Oral Presentation The Annual Scientific Meeting of the Endocrine Society of Australia and the Society for Reproductive Biology 2013

New lipid therapies (#206)

David Sullivan 1
  1. Department of Biochemistry, Royal Prince Alfred Hospital, Camperdown, NSW, Australia

High quality clinical trial evidence supports the use of interventions that modify lipoprotein metabolism. Therapies that reduce low-density lipoprotein (LDL) cholesterol, particularly statins, have the greatest weight of supporting evidence. The evidence supporting the use of drugs that change other aspects of the lipoprotein profile, such as triglyceride-rich lipoproteins and high density lipoprotein (HDL) cholesterol are less well established. Unfortunately, compliance with effective lipid therapies is poor. Whilst this is often the case with treatment for asymptomatic risk factors, there may also be a component due to drug side-effects. As a consequence, there is a need for more effective, better tolerated forms of treatment.

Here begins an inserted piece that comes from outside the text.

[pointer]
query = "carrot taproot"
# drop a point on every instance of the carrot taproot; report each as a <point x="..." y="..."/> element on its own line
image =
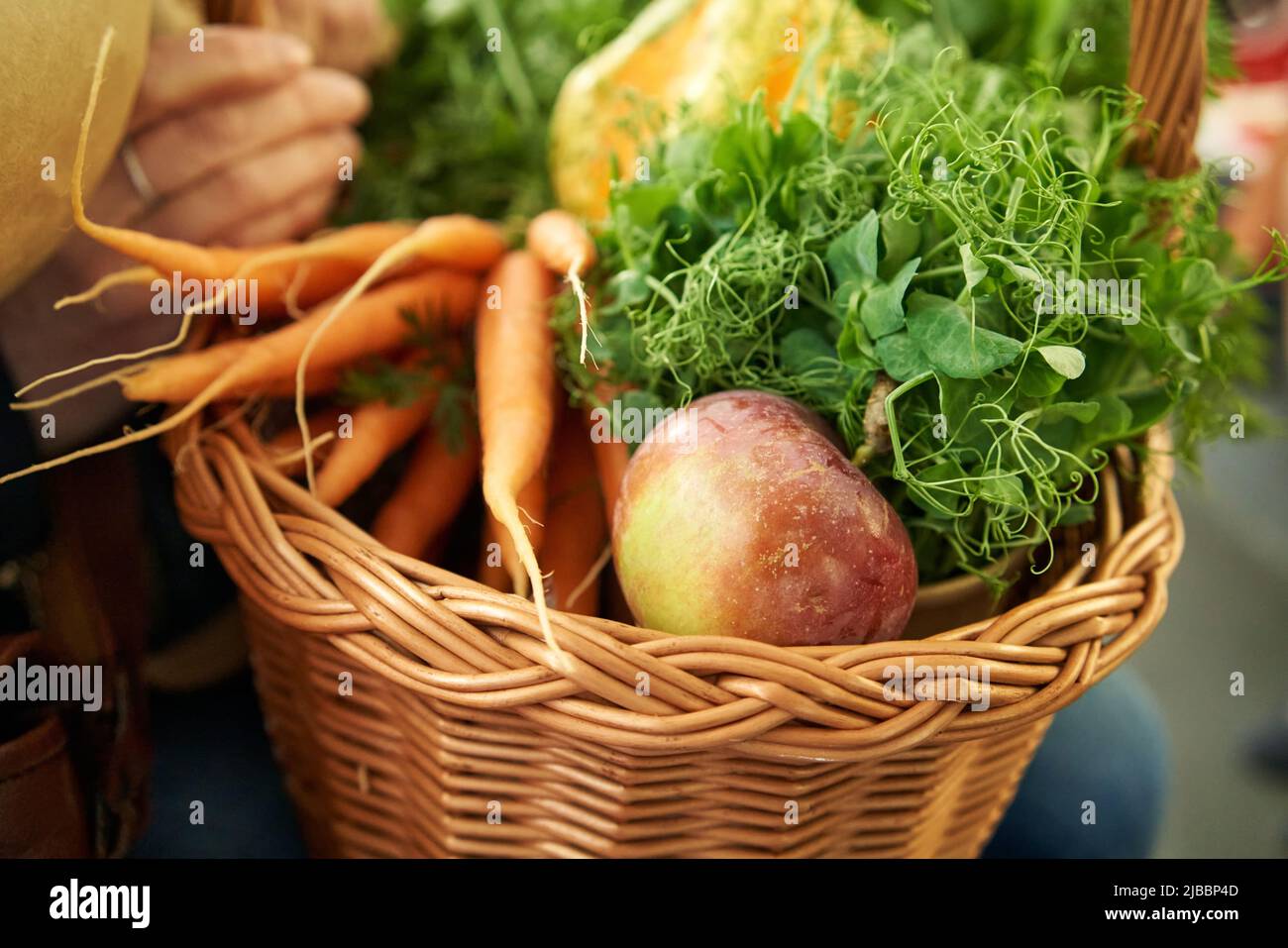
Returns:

Some new lipid therapies illustrate the value of a “bedside to bench” approach. Microsomal Transfer Protein (MTP) Inhibitors, Pro-protein Convertase Subtilsin Kexin 9 (PCSK9) antibodies and Cholesterol Ester Transfer Protein (CETP) Inhibitors have direct clinical equivalents. Other novel drugs such as Mipomersin illustrate new therapeutic strategies that may find broader application. The mechanism of action of new lipid therapies will be considered with special attention to the issue of intra-cellular cholesterol homeostasis. Results of clinical trial with these new agents will be presented to illustrate a variety of outcomes ranging from encouraging surrogate endpoint success to termination of development due to inefficacy or side-effects. On-going endpoint studies will also be discussed.